En effet, ayant constaté que Tshisekedi a toutes les chances de renverser le pouvoir en place, avec derrière lui une grande partie de la population congolaise, au regard des marrées humaines réalisées même dans des provinces supposées acquises à la cause du pouvoir, et vu l'échec cuisant de leur manifestation de démonstration de force, les ennemis de la démocratie viennent d'activer la machine de la répression violente et sanglante en vue d'installer la peur dans le camp de ceux qui n'émettent pas dans la même longueur d'ondes qu'eux. Pourtant, la violence, d'où qu'elle vienne, doit toujours être déplorée.

Hier mardi 6 septembre 2011, la commune de Limete a vécu une ambiance inhabituelle d'extrême violence, dès les petites heures de la matinée. Selon des témoins, vers trois heures du matin, des sportifs et kulunas ont débarqué au siège de l'Union pour la démocratie et le progrès social armés jusqu'aux dents pour tout saccager. Ils étaient plus ou moins trois cents, et ont incendié cette permanence situé sur la 10e rue du quartier résidentiel de Limete.

Ils ont cassé plusieurs biens de valeur trouvés sur place, avant de s'éclipser. Des combattants trouvés sur place, estimés à une vingtaine, ont eu la vie sauve grâce à leur vigilance.

Le matin, la mauvaise nouvelle a gagné toute la ville de Kinshasa. Révoltés, les combattants de I'UDPS, regroupés en plusieurs milliers, se sont postés devant leur permanence pour constater les dégâts. C'est là que tout a dégénéré. La police a débarqué pour les disperser, ce qui n'a pas rencontré leur assentiment, vu qu'ils venaient d'être victimes d'une grosse agression. Il s'en est suivi un sérieux accrochage, lequel e gagné tout le quartier, soit de la 9e à la 12e rue. Des policiers pourchassaient les combattants, tirant des balles réelles, pour les disperser.

Ainsi, deux combattants sont tombés, morts sur le champ.

D'autres ont été grièvement blessés.



Du coup, les agents de l'ordre ont gagné toutes les artères principales, précisément l'entrée de la 10e rue, les abords de la permanence du parti, la 12e rue, jusqu'au pont nouvellement construit, menant vers le quartier Mombele.
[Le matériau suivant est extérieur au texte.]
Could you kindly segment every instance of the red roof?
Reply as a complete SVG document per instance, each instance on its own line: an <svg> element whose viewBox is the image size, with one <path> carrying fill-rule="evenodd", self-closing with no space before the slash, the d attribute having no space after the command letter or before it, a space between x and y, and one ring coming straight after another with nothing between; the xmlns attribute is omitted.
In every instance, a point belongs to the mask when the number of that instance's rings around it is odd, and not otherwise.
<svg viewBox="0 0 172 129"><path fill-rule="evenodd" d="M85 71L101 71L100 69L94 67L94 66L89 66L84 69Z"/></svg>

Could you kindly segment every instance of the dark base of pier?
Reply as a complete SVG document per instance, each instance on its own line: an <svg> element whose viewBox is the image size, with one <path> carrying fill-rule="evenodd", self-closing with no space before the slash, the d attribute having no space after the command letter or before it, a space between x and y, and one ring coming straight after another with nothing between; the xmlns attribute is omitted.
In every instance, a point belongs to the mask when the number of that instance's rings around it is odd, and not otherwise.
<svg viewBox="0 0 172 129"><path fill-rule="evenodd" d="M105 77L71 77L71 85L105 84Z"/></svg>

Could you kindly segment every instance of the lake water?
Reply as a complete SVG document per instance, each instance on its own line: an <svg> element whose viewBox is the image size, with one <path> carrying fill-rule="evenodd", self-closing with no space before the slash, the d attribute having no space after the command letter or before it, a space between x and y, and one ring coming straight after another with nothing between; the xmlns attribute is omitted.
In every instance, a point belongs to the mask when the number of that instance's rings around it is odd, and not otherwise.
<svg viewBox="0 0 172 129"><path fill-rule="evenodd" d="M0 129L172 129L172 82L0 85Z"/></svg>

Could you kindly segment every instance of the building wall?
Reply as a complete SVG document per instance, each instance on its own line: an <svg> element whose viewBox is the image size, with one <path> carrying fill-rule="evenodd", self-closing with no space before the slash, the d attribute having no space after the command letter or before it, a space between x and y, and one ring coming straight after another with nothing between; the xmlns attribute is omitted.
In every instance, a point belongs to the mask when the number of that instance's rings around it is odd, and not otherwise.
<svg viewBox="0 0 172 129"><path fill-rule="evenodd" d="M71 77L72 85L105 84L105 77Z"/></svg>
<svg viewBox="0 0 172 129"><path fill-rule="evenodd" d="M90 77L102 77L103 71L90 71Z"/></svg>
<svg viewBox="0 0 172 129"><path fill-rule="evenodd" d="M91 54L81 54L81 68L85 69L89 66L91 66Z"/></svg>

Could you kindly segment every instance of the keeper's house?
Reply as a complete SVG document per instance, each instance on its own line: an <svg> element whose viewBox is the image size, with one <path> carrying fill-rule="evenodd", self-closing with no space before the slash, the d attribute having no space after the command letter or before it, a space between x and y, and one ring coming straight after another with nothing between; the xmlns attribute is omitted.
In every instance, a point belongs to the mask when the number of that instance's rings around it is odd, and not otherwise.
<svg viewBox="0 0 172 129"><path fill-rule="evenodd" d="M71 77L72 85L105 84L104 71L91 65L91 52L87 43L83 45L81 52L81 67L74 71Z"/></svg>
Tous les commerces avaient fermé. Des coups de feu et bombes lacrymogènes ont été entendus durant près de cinq heures, soi-t de 8 heures à 12 heures. L'objectif était de traquer les combattants jusqu'à leur dernier retranchement. Mais c'était sans compter avec l'appui de la population du quartier chaud de Mombele, qui, de manière spontanée, s'est rangée derrière les combattants de l'UDPS pour faire face à ce traitement disproportionné.

Et les affrontements ont pris une autre dimension, surtout qu'ils se déroulaient désormais au-delà du pont précité, donc en plein cœur du quartier Mombele. Bilan, deux manifestants ont été tués, un a pris une balle dans le cou, et un autre dans le côté gauche du ventre. Les policiers utilisaient donc des balles réelles contre des manifestants non armés.

Quelques minutes plus tard, c'est des étudiants d'une établissement supérieur de la place supérieur des techniques appliquées (ISTA) qui ont débarqué à Mombele, par la grande avenue Kapela qui mène vers le quartier résidentiel de Limete. Toujours acquis à la cause du peuple congolais, ils ont tenu tête devant les policiers armés qui ont été obligés de se retirer. C'est ainsi que l'intensité des combats a baissé.

Néanmoins, jusque vers 13h30', on pouvait encore entendre des coups de feu sporadiques.

L'opinion invite les acteurs politiques congolais à s'investir pour des élections apaisées en RDC. Mais l'on ne cessera de déplorer la défaillance assortie de complicité des autorités en place dans de pareils dérapages, l'instrumentalisation de la police qui a un comportement partisan, alors qu'elle est appelée à être apolitique... D'ailleurs, dans une lettre adressée hier au président de la république, le comité exécutif de l'Observatoire de la liberté de la presse en Afrique (Olpa), une organisation indépendante de défense et de promotion de la liberté de la presse basée à Kinshasa, a protesté de la façon la plus ferme contre l'incendie des installations de RLTV, une chaîne de télévision privée proche de l'opposition, toujours par des sportifs indisciplinés.